UNC-Flagler business professor Sekou Bermiss and I are working to prepare a portion of my dissertation for publication in management journals. Below is the abstract accepted for presentation at the People & Organizations Conference at the Wharton School in the fall of 2022.
Contemporary markets have seen a marked increase in the frequency and influence of temporary organizing, which entails the behaviors and actions taken by collectives of interdependent actors to pursue an agreed upon task within a predetermined time frame (Bakker, 2016). Research in this context has focused on topics related to firm-level dynamics such as interorganizational contracting, knowledge transfer, and institutional change. Despite the growing prominence of temporary organizations, the research in this area principally conceptualizes temporary organizations as a collective, with little attention paid to the human capital dynamics that temporary organizations must manage to accomplish their given tasks. Unlike permanent organizations, temporary organizations face high levels of labor market uncertainty due in part to pre-determined organizational dissolution.
In this paper, we aim to fill this void by examining the hiring patterns of temporary organizations and their outcomes on organizational performance. The context for this study is U.S. congressional campaigns, which are temporary organizations reconstituted every two years from extended political party networks. Our analysis includes a comprehensive novel dataset of all congressional campaigns from 2003 to 2016, which comprises the hiring of 132,113 campaign staff members and consultants. We examine how the variance in campaign hiring practices (e.g., hiring employees based on previous individual experience and hiring employees based on shared collective experience) predicts campaign performance measured as candidate’s vote share relative to expected vote share, and total campaign funds raised relative to that of their competitor.

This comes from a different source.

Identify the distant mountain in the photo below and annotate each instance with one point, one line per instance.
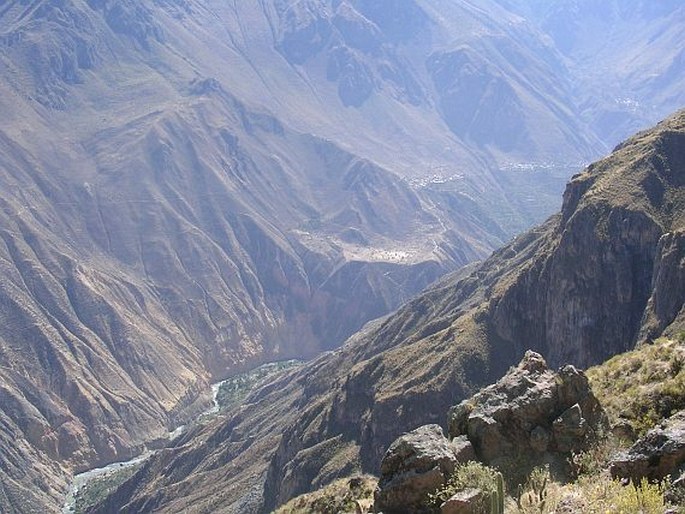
(605, 273)
(625, 57)
(190, 188)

Our preliminary results suggest congressional campaigns that hire more experienced personnel are not any more likely to experience higher levels of organizational performance than firms that hire inexperienced personnel. However, campaigns that hire employees with more experience working together perform better in terms of votes and fundraising. These results suggest that for temporary organizations, shared work experience among acquired human capital is a stronger predictor of firm success than individual work experience.

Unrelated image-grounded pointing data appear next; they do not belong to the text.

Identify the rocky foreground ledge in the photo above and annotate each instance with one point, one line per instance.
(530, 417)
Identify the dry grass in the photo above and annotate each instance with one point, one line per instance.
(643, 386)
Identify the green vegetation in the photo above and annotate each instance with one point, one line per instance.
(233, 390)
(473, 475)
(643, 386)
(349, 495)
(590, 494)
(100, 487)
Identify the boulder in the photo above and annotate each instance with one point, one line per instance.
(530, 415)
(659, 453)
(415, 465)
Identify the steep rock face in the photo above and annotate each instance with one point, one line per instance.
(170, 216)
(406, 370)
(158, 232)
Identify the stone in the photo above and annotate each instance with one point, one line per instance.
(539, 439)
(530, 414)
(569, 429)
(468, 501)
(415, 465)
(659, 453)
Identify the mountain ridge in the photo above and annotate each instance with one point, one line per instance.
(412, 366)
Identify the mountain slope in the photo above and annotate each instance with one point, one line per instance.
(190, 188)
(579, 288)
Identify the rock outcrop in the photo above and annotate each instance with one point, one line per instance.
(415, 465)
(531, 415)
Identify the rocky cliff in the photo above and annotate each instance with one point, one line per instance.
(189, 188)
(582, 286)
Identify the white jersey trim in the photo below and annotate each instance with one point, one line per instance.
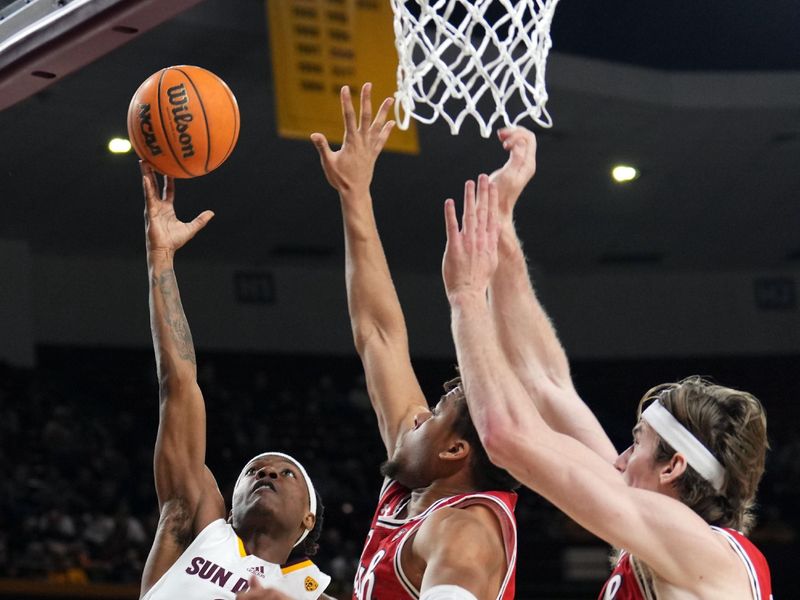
(752, 574)
(208, 531)
(508, 528)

We complement these archival data with qualitative data collected from four dozen interviews with candidates, staff, and consultants during the 2020 election cycle. Those interviews suggest that the presence of an ongoing relationship between two team members is more than just simple reference checking. If two staffers demonstrate the capacity to work together and the desire to work together again, that suggests a lower likelihood of distracting intra-team conflict. Given the temporary nature of campaigns, which are dominated by uncertainty about which tasks lead to which outcomes, this may be the effective hiring strategy for temporary organizations.